A company understanding the right feedback at the right moment, could mean pivoting at a critical moment that ensures survival. There is simply no doubt that a company that fails to properly evaluate feedback won’t be able to grow properly, and their users/customers will flock to a competitor who listens to them more intently.
Canny seeks to manage feedback more efficiently for companies, to ensure productivity. It also allows customers to vote and post about feedback from within the website or mobile app itself, so that each company, whether they are established or a new startup, can immediately get an idea of what issues are most pressing. The company can then make sure that customers are notified about the status of feedback, by stating whether the issue is “fixed” or “in progress”.
The company realized immediately that it had to establish the right price point to establish a promising network of customers. This is important for many startups to understand. The truth is that there are all sorts of apps and services that are offering a lot to their users for free, especially as investors are all clamoring for user growth rates rather than actual revenue, which can always be worked out later. As a result, services which do actually seek to charge customers, such as Canny, get caught in a bit of a quandary. It is obvious that Canny is the kind of company that should be charging companies money, since they are mining absolutely valuable information from their customers, and doing so in a way that is interactive. This means that they originally make the old feedback system obsolete, while providing new insight. However, because they are new, they realized that they should start off with a cheap fee, in order to entice businesses. They determined that anyone who would use the product for free, might not be a lasting customer, so establishing a low price point would at least be able to set the tone for the future, and clearly designate clients that were willing to pay, even if it was next nothing. They smartly decided on 2 dollars, and immediately started signing up companies who saw the value in Canny.

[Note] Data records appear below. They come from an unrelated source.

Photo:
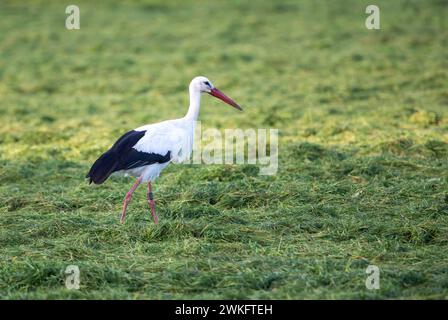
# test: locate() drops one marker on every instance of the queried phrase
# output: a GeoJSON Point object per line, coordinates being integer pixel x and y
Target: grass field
{"type": "Point", "coordinates": [363, 155]}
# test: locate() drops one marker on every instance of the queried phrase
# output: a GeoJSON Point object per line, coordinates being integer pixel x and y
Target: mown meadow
{"type": "Point", "coordinates": [363, 148]}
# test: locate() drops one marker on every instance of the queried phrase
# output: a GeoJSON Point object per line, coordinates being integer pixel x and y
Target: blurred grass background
{"type": "Point", "coordinates": [363, 149]}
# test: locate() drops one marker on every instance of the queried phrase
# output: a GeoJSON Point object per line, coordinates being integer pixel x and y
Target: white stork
{"type": "Point", "coordinates": [144, 152]}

Feedback is often extremely linear and simple. If you are using a website or an app, there often is a rating system, or a yes/no option for a user to really describe whether their experience was positive or negative. Of course, there often are areas where the customer can go into further detail, but the process ends there.
- How do you know whether your voice has been heard?

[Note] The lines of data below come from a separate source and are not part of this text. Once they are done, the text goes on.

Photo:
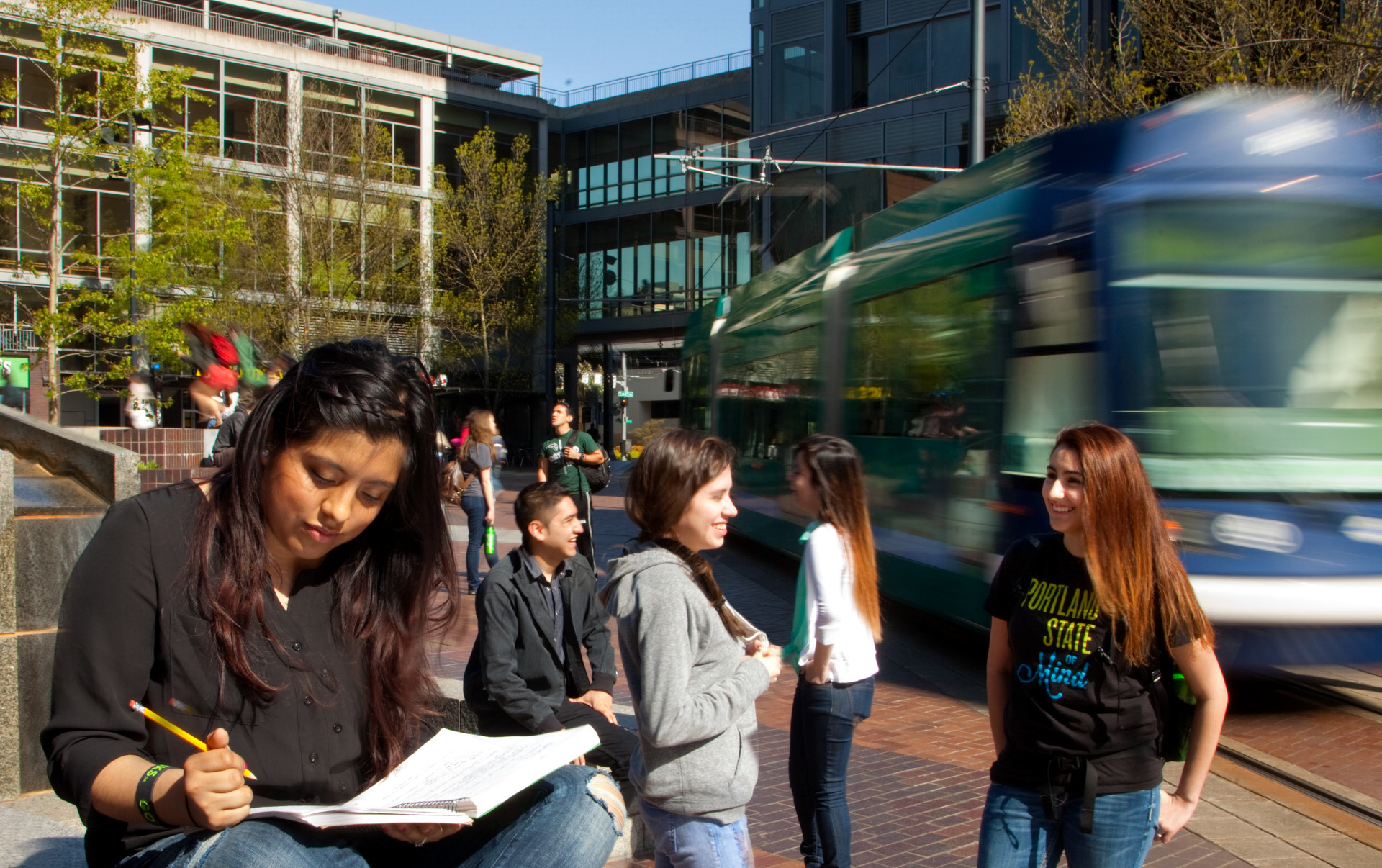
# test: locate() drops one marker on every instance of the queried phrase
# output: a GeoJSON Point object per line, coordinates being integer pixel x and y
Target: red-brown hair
{"type": "Point", "coordinates": [1131, 557]}
{"type": "Point", "coordinates": [383, 581]}
{"type": "Point", "coordinates": [838, 477]}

- Unless you contact the company directly – how do you know whether they actually even thought about the problem?
- Do they even have an answer?
Canny – which means “having or showing good judgment” – allows companies to do just as its name suggests – make the best decisions for its customers, and ensure that exactly what they want to be addressed, is addressed. This could be anything: whether there is a feature that many users find particularly annoying, or another feature that seems obvious to users, that the team happened to overlook. It is this specific way to interact with a company and provide interactive feedback that could be the difference between a customer who sticks around, or starts looking for an alternative option. Furthermore, if the customer actually helps improve the company, even in a small way, it might mean that they are more prone to spreading the word about it, as they are more invested, and feel as if the company has listened to them.

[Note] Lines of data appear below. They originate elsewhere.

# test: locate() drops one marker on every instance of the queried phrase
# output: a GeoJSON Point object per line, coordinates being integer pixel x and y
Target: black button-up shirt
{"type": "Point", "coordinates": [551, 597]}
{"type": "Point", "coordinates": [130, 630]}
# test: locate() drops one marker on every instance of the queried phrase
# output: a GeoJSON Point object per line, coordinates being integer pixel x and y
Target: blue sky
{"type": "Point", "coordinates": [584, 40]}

Of course, the company has its own challenges. The $2 plan is quite benevolent but isn’t particularly sustainable if the company seeks to become a powerhouse. It’s obvious that the plan is priced that way to start to gain customers. One great perk is that the founders of the company both come from Facebook. The beauty of having the skills and experience at an established company like Facebook is that, when you have the right idea, the company you used to work at just might implement your product! That’s exactly what happened, as Canny has been used now by Facebook to keep track of feature requests. It isn’t hard to imagine the kind of paths a company can go to, once a half-trillion dollar company like Facebook begins to see the value in your service.
The bottom line is that currently, Canny isn’t a media darling, and investors aren’t necessarily chasing after it. However, it has clear value as an SaaS service, and the founders have been able to be “digital nomads”, after leaving San Francisco. The fact that they travel could actually open countless connections, as they make sure to travel to cities with intense startup cultures, all of which have unique problems with their own user base. The beauty of it is that Canny could actually help them! A company like Canny is a startup that actually can help any other startup it comes into contact with. Canny understands that it has a long way to go to generating a hundred million dollars – which means that 100,000 companies would be paying $10 a month for their service, for example. One thing is for certain, though – their service is useful, it makes sense, it solves problems, and it can help companies learn about their customers. It may not be the sexiest product, service, or platform out there, but it is useful, and useful goes a long way.